„Die Amerikaner haben mit der selbstverliebten Politik der eiskalten Eliten ordentlich abgerechnet. Sie haben zu Recht das bürgerferne Establishment abgewählt“: So twitterte der FPÖ-Account am Mittwochmorgen. Und Parteichef Herbert Kickl dichtete auf Facebook: „Americans make Trump great again and Trump makes Amerika great again“ – um sodann gleich auf Österreich zu sprechen zu kommen: „In den USA stehen die Zeichen auf `frischen Wind ́, ‚neue Wege ‚ und Optimismus. Und bei uns wurschteln die vereinigten Wahlverlierer, die unser Land in eine dramatische Negativ-Entwicklung geführt haben, im Auftrag des Staatsoberhauptes weiter herum.“
Der glasklare Sieg von Donald Trump und seinen Republikanern bei den US-Wahlen heute Nacht wird von der FPÖ bejubelt. Und sie bestärkt die auch in Österreich seit den Nationalratswahlen vom 29. September stärkste Partei im Land in ihrem politischen Kurs wie wenig andere Ereignisse.
Wenig gute Gründe für Kickl, Kurs zu ändern
Jörg Haider mag vor bald vierzig Jahren der Erfinder des europäischen Rechtspopulismus gewesen sein, doch der 78-jährige New Yorker ehemalige Immobilienunternehmer hat es verstanden, die Unzufriedenheit mit den wirtschaftlichen Verhältnissen und die Wut gegen „die da oben“, die klassischen Medien sowie die ganze liberale Achtsamkeit in eine politische Mehrheit umzumünzen. Davon ist selbst die FPÖ noch verhältnismäßig weit entfernt, doch Trump hat mit seinem rundum erstaunlichen Comeback nach seiner Niederlage gegen Joe Biden 2020 einen Weg aufgezeigt, wie dies auch noch gelingen könnte.
Mit diesem Wissen im Hinterkopf gibt es aus Sicht der Freiheitlichen und ihres Obmanns Herbert Kickl wenig Grund, der Aufforderung der Konkurrenten und vieler Kommentatoren zu folgen, sich zu mäßigen und weniger polarisierende Politik zu betreiben. Hält er sich an Trump als „Role Model“, so wird er das genaue Gegenteil machen: Die rhetorische Polemik auf die Spitze treiben, verrückte und auch völlig unwahre Geschichten verbreiten, zu seiner Rechten noch extremere Agitatoren als Verbündete versammeln und gegen alles und jeden wettern, der auf Traditionen und Wegen des bisher Üblichen und Akzeptierten beharrt.
Lässt sich Trumps Erfolg ohne Trump kopieren?
Allerdings lässt sich vielleicht die Politik und Strategie Donald Trumps kopieren, nicht aber dessen Persönlichkeit.
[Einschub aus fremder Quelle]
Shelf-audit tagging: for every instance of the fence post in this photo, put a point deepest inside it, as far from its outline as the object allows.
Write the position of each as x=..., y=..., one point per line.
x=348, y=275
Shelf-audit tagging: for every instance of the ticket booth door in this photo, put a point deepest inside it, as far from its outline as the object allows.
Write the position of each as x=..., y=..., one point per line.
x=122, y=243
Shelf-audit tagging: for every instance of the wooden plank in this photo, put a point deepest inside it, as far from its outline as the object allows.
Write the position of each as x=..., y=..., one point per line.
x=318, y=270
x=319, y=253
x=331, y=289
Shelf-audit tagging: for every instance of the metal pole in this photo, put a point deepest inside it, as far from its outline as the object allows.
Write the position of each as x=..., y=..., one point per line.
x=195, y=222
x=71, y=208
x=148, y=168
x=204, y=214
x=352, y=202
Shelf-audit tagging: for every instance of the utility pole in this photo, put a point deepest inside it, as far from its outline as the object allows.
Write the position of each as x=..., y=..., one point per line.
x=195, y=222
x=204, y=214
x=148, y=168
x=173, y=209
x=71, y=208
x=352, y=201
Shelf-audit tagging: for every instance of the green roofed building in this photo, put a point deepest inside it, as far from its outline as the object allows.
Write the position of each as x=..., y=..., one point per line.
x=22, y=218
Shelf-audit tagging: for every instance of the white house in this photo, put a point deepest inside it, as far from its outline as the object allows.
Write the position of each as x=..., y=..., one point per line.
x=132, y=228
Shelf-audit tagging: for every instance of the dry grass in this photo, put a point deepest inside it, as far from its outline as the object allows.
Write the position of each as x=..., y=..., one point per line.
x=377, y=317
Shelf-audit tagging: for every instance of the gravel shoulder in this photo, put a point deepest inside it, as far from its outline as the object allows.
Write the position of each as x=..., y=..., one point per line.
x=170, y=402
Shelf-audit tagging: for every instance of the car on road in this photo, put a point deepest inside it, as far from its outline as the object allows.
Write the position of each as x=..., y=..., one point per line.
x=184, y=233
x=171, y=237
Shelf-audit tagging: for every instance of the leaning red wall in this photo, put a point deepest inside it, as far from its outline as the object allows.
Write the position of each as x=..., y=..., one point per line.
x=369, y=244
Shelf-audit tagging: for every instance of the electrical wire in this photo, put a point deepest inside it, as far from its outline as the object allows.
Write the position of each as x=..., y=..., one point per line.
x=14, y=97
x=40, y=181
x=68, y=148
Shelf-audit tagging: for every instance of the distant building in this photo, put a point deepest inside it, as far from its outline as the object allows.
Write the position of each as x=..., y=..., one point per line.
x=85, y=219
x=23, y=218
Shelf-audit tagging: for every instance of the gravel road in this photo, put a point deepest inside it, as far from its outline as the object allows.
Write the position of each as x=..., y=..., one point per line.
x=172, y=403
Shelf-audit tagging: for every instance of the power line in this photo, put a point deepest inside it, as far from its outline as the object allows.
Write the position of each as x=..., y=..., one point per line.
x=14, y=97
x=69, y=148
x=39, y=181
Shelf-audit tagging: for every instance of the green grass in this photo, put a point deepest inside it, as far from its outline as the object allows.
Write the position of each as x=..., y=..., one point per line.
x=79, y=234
Dieser hat sich als milliardenschwerer Immobilienspekulant aus dem liberalen New York als Politiker völlig neu erfunden. Viele seiner Wählerinnen und Wähler verzeihen – oder ignorieren – dessen Ausritte, auch charakterliche Mängel, weil sie ihn insgesamt als authentisch und glaubwürdig wahrnehmen, jedenfalls als authentischer und glaubwürdiger als seine jeweiligen Kontrahenten. Es ist allerdings offen, ob sich der Erfolg von Trumps Stil und Strategie auch ohne sein Charisma wiederholen und adaptiert importieren lässt.
So oder so hat die FPÖ derzeit keinen guten Grund, von ihrer derzeitigen Doppelstrategie – radikale Frontalopposition im Bund unter Kickl, konstruktive Kooperation in den Bundesländern – abzuweichen. Im Gegenteil: Trumps Triumph verschafft ihr noch mehr Rückenwind. Und den stärksten Partner im Geiste, den sie sich wünschen kann. Übrigens zählte auch Ungarns Ministerpräsident Viktor Orbán, den die FPÖ erst vergangene Woche mit viel Pomp im Parlament empfangen hatte, zu den Verbündeten und begeisterten Gratulanten des neu gewählten US-Präsidenten.